En juillet 2024, lors du renouvellement des fréquences TNT, l’Arcom a exclu C8 ainsi que NRJ12 de la liste des candidats sélectionnés. Cette décision a été confirmée le 12 décembre par le Conseil d’État, qui a jugé que les violations répétées de C8 justifiaient pleinement le non-renouvellement de son autorisation de diffusion.
Marine Le Pen et d’autres figures de la droite et de l’extrême droite ont dénoncé une atteinte à la liberté d’expression et une décision “politique” visant à museler un média d’opinion. De son côté, le groupe Canal+ a fustigé une “incompréhensible censure” et évoqué la mise en péril de 400 emplois.
De nombreuses associations de journalistes et d’observateurs des médias ont pourtant estimé que C8 avait franchi trop de lignes rouges et qu’une chaîne bénéficiant d’une fréquence publique devait respecter un cadre déontologique strict.
Un témoin qui a souhaité rester anonyme précise : “C8, c’est la chaîne représentée par Cyril Hanouna aux yeux de la plupart des gens. Il a causé de nombreux problèmes avec ses innombrables controverses et les multiples amendes qu’elles ont engendrées. Avant, il était drôle. Maintenant, il se prend au trop sérieux et se prend pour une autorité morale et politique. Il n’y a plus d’engouement autour de cette chaîne à cause de ce personnage, mais ce n’est pas pour autant que la décision de l’Arcom est juste.“
Et la suite pour C8?
L’arrêt de C8 n’est pas facile pour le groupe Canal+. Suite à la perte d’une vitrine puissante sur la TNT, la maison mère a également annoncé la fin de ses chaînes payantes sur la télévision hertzienne en France d’ici juin 2025, ce qui montre un environnement réglementaire et fiscal de plus en plus contraignant. Cette décision s’ajoute à l’arrêt du contrat de sous-licence avec Disney+, privant les abonnés Canal+ d’un accès direct à la plateforme.
Canal+ cherche à renforcer sa présence à l’international, notamment en Afrique et en Asie, comme prouvé par l’acquisition de MultiChoice Group en Afrique. Il est tout de même prévu que la perte de C8 et les incertitudes réglementaires en France pèseront lourdement sur son chiffre d’affaires en 2025.

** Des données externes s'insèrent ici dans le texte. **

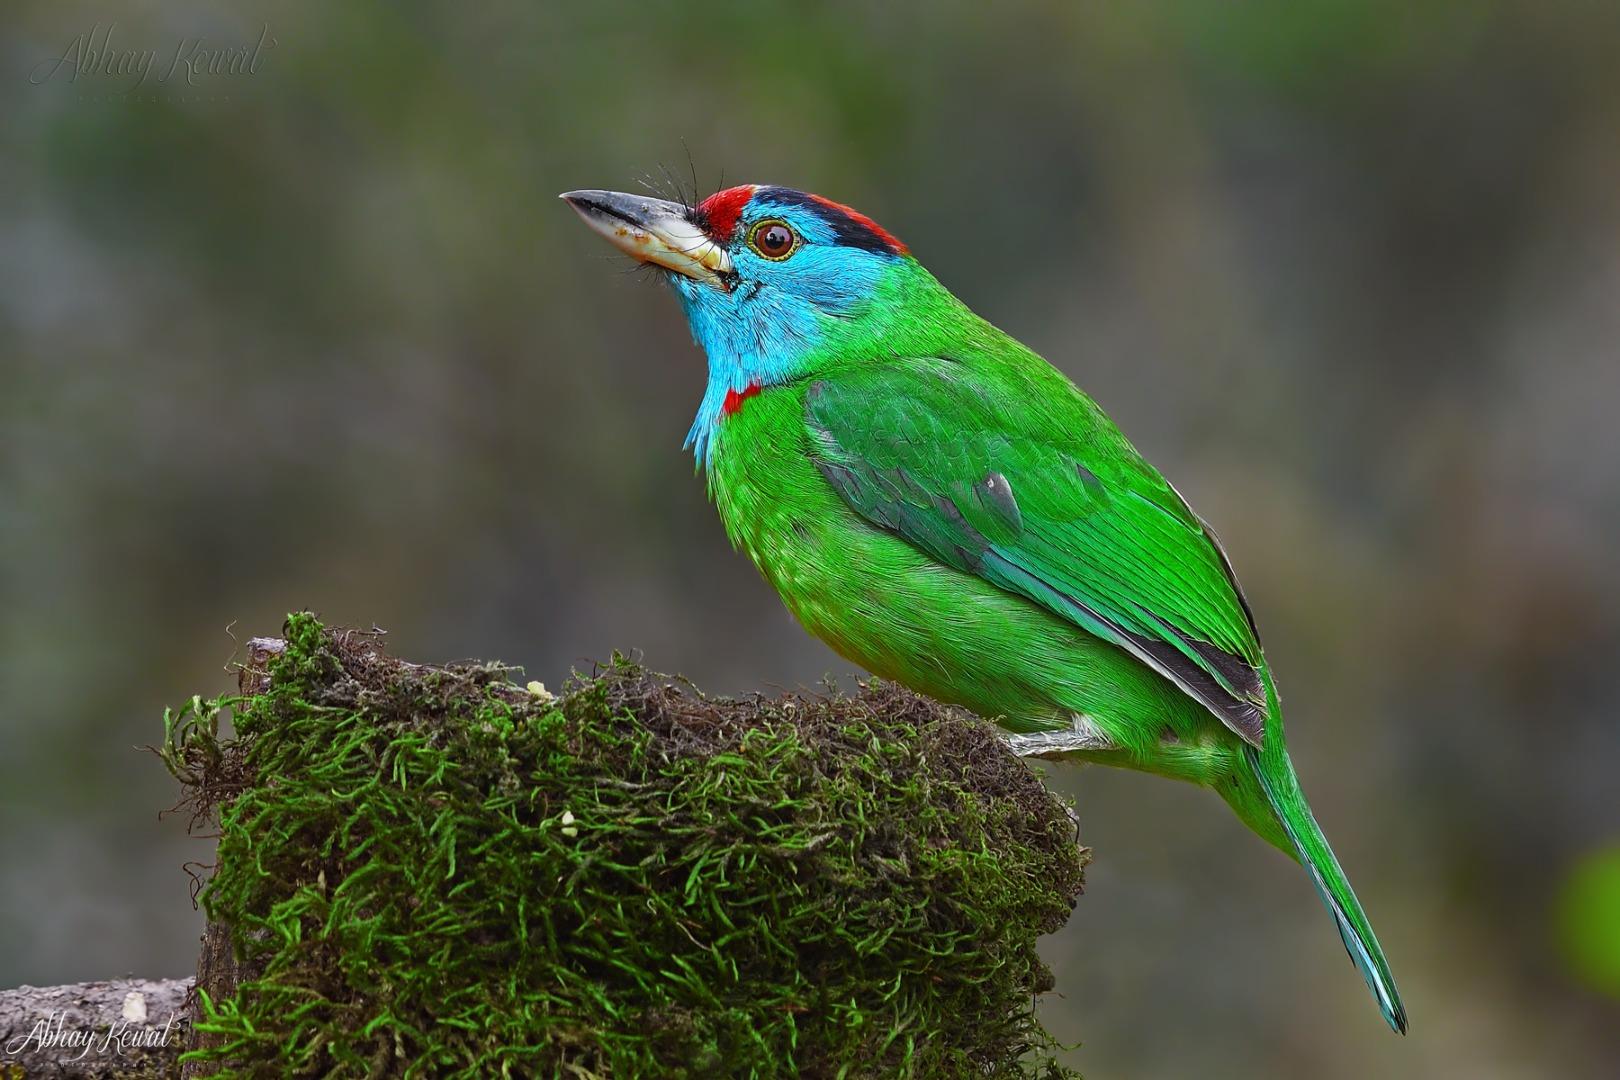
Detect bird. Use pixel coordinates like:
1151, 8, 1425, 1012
562, 183, 1407, 1033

Dès le 1er mars 2025, les fréquences occupées par C8 et NRJ12 ont été attribuées à deux nouvelles chaînes : T18, un projet porté par le groupe CMI France du milliardaire tchèque Daniel Kretinsky, et OFTV, soutenue par le groupe Ouest-France. Ces nouveaux acteurs devront s’imposer dans un marché ultra-concurrentiel, où la consommation des médias se déplace de plus en plus vers le numérique et les plateformes de streaming.
Le Conseil d’État a laissé une porte entrouverte en suggérant que l’Arcom puisse rouvrir un appel à candidatures pour d’autres fréquences en juin 2025. Cette perspective pourrait offrir une possibilité de retour pour C8, mais elle demeure incertaine et soumise à des conditions strictes.